Dr. Penley is the author, editor, or co-editor of ten books and has taught and lectured on her research around the world. Her books include The Future of an Illusion: Film, Feminism, and Psychoanalysis; NASA/TREK: Popular Science and Sex in America; Male Trouble; Technoculture; The Visible Woman: Imaging Technologies, Science, and Gender, and The Feminist Porn Book: The Politics of Producing Pleasure, (trans. German and Spanish) with Tristan Taormino, Celine Parreñas Shimizu, and Mireille Miller-Young.
A book in progress, Teaching Pornography, is based on the pioneering course on pornography Dr. Penley developed at UCSB over 25 years ago. The class has three tracks: a history of moving image pornographies, a survey of methods for studying pornographies, and an intense look at the adult industry through guest lectures by its experts and practitioners. She is proud to have been featured in Rolling Stone as one of the "most dangerous professors in America" and to have her porn class denounced by the Rev. Pat Robertson as a "new low in humanist excess." He went on to exclaim that “A feminist teaching pornography? That’s like Scopes teaching evolution!”

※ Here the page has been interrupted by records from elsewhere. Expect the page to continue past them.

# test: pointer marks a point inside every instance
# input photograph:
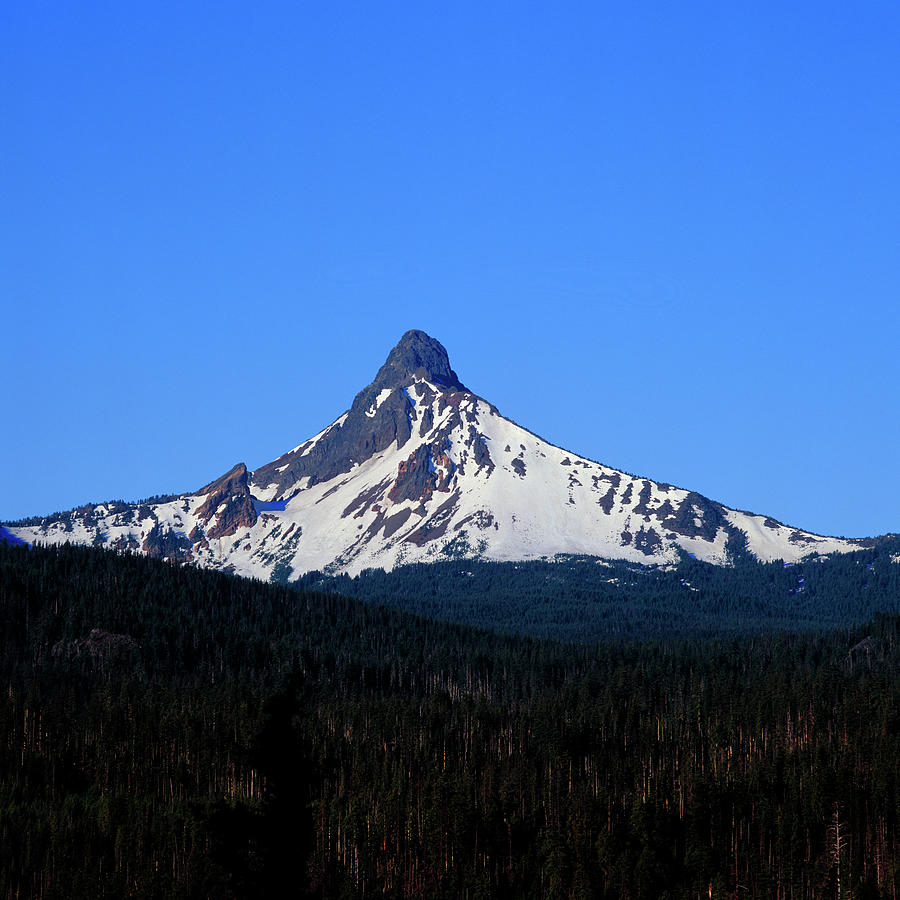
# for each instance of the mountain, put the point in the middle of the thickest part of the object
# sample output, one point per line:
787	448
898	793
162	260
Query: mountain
421	469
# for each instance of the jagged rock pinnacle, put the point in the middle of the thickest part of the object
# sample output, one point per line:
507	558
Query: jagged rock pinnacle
418	355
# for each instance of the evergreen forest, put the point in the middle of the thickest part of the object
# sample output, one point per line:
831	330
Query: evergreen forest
172	732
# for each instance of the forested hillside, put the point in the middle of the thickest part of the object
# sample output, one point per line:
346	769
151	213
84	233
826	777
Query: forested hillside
175	732
589	599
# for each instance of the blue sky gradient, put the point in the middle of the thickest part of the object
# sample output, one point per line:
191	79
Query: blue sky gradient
665	236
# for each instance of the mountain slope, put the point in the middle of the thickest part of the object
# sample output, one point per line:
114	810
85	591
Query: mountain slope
421	469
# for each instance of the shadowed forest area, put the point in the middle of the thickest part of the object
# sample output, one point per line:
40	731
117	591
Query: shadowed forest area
175	732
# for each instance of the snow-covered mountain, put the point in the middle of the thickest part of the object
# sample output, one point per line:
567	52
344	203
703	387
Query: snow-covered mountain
420	469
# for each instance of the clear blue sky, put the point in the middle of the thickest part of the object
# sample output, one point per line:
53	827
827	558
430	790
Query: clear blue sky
665	236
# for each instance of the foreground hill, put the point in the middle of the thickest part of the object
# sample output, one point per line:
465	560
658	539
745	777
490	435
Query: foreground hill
174	732
421	469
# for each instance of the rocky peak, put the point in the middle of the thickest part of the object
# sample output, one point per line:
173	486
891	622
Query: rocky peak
381	415
417	356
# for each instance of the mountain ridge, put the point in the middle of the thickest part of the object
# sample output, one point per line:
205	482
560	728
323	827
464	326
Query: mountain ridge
421	468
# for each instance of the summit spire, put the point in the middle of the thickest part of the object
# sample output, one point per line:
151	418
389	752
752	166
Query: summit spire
418	355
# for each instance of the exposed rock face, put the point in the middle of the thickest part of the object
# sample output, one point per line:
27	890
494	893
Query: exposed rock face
229	500
419	468
382	414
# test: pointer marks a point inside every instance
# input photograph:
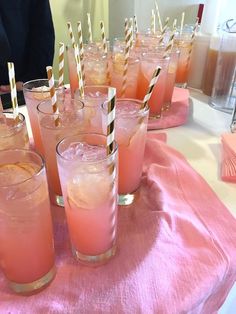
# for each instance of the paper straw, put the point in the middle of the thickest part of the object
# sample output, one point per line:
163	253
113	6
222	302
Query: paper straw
192	41
79	71
152	84
104	42
12	81
182	23
126	62
89	28
153	22
158	16
164	30
61	64
135	24
72	37
111	121
171	41
81	48
53	95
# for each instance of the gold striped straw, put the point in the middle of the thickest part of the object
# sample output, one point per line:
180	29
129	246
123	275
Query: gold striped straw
182	23
126	62
153	22
81	48
192	42
79	71
72	37
61	64
111	120
104	41
158	16
53	95
135	25
131	28
152	84
12	81
161	40
89	28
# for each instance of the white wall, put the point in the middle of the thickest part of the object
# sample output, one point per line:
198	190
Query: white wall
120	9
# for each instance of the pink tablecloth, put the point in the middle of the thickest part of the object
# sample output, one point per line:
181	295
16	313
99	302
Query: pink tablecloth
176	251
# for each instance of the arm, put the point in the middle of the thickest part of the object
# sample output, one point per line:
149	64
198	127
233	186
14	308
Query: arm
41	39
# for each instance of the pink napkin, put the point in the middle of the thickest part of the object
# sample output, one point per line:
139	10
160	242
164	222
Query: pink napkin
176	251
228	160
176	115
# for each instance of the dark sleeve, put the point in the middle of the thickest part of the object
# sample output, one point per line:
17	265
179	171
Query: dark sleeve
41	40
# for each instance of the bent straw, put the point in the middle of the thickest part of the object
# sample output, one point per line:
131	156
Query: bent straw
158	16
152	84
61	64
53	95
12	81
81	48
89	28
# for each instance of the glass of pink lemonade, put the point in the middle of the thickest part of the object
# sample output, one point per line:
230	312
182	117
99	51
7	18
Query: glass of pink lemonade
130	134
26	235
149	62
89	185
13	132
117	77
70	123
36	91
94	97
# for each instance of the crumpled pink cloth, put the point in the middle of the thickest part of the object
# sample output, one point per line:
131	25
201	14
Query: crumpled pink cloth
228	157
176	115
176	251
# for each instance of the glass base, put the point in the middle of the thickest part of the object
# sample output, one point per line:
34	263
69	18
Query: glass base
35	286
95	260
125	199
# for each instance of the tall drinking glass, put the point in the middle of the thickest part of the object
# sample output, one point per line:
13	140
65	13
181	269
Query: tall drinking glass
70	123
130	134
149	62
89	185
13	132
36	91
26	237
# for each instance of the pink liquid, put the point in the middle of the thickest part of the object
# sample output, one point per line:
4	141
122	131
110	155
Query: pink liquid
26	249
156	101
131	133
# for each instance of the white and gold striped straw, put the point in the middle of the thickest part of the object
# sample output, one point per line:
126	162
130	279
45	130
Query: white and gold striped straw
158	16
152	84
111	121
12	81
135	24
126	62
153	22
53	95
182	23
79	71
61	64
161	40
192	42
89	28
72	37
81	48
104	41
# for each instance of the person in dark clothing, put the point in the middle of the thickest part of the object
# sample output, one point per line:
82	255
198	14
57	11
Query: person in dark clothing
26	38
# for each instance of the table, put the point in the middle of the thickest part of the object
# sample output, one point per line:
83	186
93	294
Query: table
199	142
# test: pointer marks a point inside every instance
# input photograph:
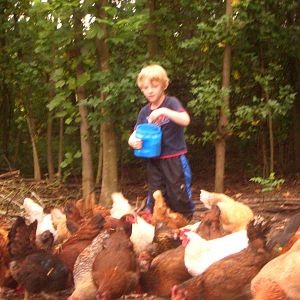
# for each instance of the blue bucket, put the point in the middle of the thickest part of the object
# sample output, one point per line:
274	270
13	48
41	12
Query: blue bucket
150	135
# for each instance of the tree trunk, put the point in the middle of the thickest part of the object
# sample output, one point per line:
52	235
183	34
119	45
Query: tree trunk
50	148
50	163
88	182
110	171
60	148
36	164
296	114
220	144
108	134
271	141
100	160
153	41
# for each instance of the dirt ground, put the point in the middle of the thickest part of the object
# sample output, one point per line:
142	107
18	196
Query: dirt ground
277	206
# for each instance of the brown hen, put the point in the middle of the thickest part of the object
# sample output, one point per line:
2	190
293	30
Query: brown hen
230	277
35	270
114	269
162	213
69	251
166	270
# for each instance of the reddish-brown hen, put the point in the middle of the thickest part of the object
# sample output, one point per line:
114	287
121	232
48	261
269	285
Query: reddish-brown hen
230	277
114	269
35	270
211	225
70	250
162	213
166	270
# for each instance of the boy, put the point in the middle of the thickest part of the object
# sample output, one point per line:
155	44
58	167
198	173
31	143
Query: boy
170	172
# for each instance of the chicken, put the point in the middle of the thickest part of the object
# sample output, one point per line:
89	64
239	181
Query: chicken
69	251
59	221
234	215
279	279
34	211
165	237
211	226
291	242
282	237
73	217
164	271
200	253
82	273
142	232
230	277
35	270
114	269
162	213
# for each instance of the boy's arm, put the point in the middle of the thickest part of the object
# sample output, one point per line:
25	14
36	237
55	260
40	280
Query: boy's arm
179	117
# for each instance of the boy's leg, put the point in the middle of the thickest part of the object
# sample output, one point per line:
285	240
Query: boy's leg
155	181
177	176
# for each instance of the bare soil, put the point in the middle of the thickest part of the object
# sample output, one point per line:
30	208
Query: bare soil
276	206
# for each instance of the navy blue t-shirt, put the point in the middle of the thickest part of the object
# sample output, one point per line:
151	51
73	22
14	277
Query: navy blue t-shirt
173	142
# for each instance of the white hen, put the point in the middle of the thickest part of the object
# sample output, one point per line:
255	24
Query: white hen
234	215
34	212
142	232
200	253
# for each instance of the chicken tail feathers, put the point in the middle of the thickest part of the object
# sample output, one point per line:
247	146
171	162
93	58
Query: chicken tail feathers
21	238
258	228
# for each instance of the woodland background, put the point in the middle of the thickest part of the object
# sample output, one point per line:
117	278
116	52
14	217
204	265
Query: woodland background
68	97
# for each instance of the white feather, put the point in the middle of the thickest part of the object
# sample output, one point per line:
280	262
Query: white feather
200	253
142	232
34	211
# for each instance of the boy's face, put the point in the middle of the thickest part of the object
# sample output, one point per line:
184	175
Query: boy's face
154	91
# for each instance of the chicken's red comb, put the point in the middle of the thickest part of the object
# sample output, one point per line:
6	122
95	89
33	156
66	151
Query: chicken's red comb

Dr. Penley's research and teaching on pornography led to the development of porn studies as an interdisciplinary academic discipline. She serves on the Editorial Board of the international journal Porn Studies and the Society for Cinema and Media Studies’ Adult Industry Scholarly Interest Group, with over 150 professors and graduate students.
In her spare time, she is President of the Council of University of California Faculty Associations, an independent faculty advocacy organization serving all ten UC campuses on economic and employment conditions, academic freedom, and shared governance. It gathers and disseminates information on issues before California government's legislative and executive branches, other relevant state units dealing with higher education, the University administration, and the Board of Regents.